The Atlanta-based company reported sales of $18.1 billion for the quarter, a 4.6 percent increase over the year prior quarter of $17.3 billion. Net earnings totaled $947 million, or 63 cents per share, up from $934 million, or 60 cents per share last year. Excluding costs related to closing seven big-box stores in China, earnings were 74 cents per share, a 23.3 percent increase over Q3 2011. Analysts were expecting earnings of 70 cents per share on revenue of $17.92 billion. Wall Street predictions generally do not include adjusted expenses.
“Our third-quarter results were better than we expected and reflected, in part, what we believe is the start of the path toward the healing of the housing market,” said Frank Blake, chairman & CEO at Home Depot.
Based on the strong third quarter, the Dow Jones and S&P 500 company boosted its fiscal 2012 predictions to adjusted earnings of $3.03 per share, representing 5.2 percent growth, from its prior guidance of $2.95 a share, or a 4.6 percent gain. The company also intends to buy-back an additional $700 million in shares during the fourth quarter to bring its total for the year to $4 billion.
During the third quarter, same-store sales – purchases at stores that have been open at least one year – increased 4.2 percent, including 4.3 percent expansion in U.S. stores. Same-store sales have increased now for six consecutive quarters, a signal that the U.S. housing market is improving. Gross margins modestly expanded from 34.6 percent from 34.4 percent. The number of transactions also rose from 325.3 million to 331 million for the quarter. The average transaction was valued at $54.55, a 2.9 percent increase over last year’s quarter.
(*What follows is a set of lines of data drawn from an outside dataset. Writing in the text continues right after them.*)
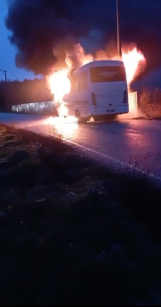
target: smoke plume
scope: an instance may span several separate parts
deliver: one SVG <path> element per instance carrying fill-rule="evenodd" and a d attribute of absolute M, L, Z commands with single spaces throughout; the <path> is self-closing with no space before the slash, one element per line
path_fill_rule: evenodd
<path fill-rule="evenodd" d="M 122 42 L 135 42 L 147 59 L 145 71 L 155 68 L 161 64 L 161 2 L 119 2 Z M 100 50 L 105 50 L 108 57 L 114 56 L 116 3 L 114 0 L 12 0 L 6 24 L 17 50 L 17 66 L 36 74 L 47 74 L 53 66 L 65 66 L 66 55 L 69 58 L 79 43 L 94 57 Z"/>

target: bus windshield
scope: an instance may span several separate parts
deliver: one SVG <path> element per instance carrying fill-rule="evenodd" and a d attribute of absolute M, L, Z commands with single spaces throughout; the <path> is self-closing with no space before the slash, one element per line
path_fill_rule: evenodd
<path fill-rule="evenodd" d="M 101 66 L 89 69 L 91 83 L 126 81 L 125 69 L 123 66 Z"/>

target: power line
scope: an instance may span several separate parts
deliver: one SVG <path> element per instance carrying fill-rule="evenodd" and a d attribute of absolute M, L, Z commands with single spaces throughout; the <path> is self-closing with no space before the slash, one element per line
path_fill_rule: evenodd
<path fill-rule="evenodd" d="M 6 74 L 6 72 L 7 72 L 7 70 L 6 70 L 6 69 L 5 69 L 4 70 L 2 70 L 2 69 L 0 69 L 0 70 L 1 71 L 1 72 L 3 72 L 3 73 L 4 72 L 5 73 L 5 79 L 6 79 L 6 82 L 7 82 L 7 75 Z"/>

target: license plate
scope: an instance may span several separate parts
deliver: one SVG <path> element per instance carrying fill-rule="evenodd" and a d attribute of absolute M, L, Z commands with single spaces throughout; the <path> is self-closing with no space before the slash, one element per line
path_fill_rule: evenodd
<path fill-rule="evenodd" d="M 111 113 L 112 112 L 114 112 L 115 109 L 107 109 L 106 113 Z"/>

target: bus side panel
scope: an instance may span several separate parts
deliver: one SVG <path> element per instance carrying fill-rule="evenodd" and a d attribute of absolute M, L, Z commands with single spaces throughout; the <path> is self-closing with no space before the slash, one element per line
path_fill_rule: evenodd
<path fill-rule="evenodd" d="M 75 116 L 76 111 L 77 110 L 81 117 L 90 117 L 88 96 L 87 90 L 71 92 L 66 95 L 65 100 L 69 105 L 68 107 L 69 115 Z"/>

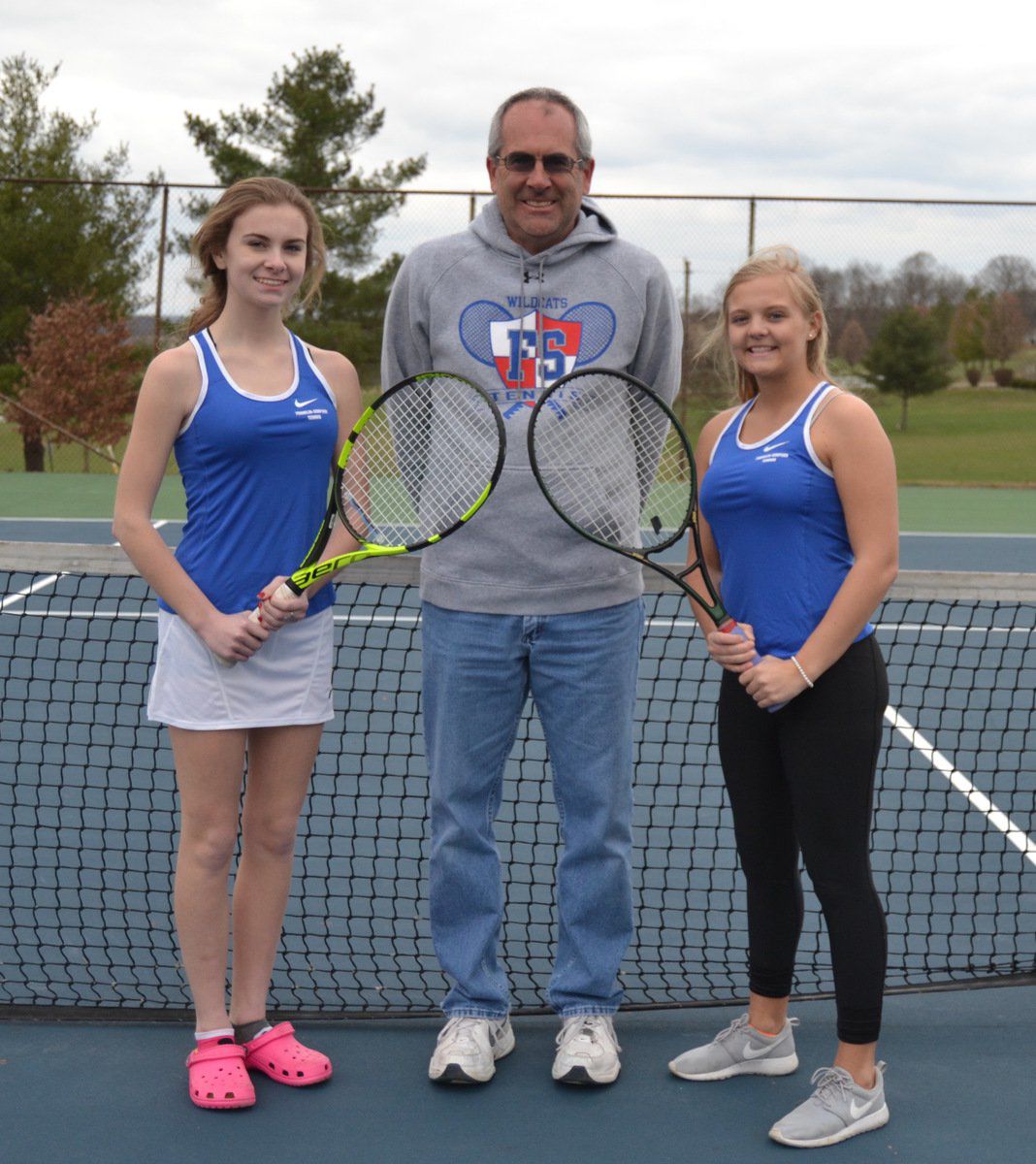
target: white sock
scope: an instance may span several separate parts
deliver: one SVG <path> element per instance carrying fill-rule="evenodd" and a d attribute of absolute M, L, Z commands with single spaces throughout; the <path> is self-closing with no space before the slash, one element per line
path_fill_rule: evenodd
<path fill-rule="evenodd" d="M 206 1038 L 233 1038 L 234 1028 L 233 1027 L 221 1027 L 219 1030 L 196 1030 L 194 1041 L 200 1043 Z"/>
At the end of the quarter, Home Depot employed more than 300,000 people and operated 2,250 retail locations in all 50 U.S. states, the District of Columbia, Puerto Rico, U.S. Virgin Islands, Guam, 10 Canadian provinces and Mexico.
The stores in China are now closed, but Blake said in October that the company was pondering different business models for China locations that make facilitate better market penetration.
Shares of HD are ahead by nearly 50 percent in 2012 and about 75 percent in the past 52 weeks. Shares closed Monday trading at $61.16 and sit close to all-time highs of $63.20 which were made early in October.
Rival Lowes Companies, Inc. (LOW) is also sitting near all-time highs. Lowes closed Monday at $31.98 per share and will be reporting earnings next Monday, November 19.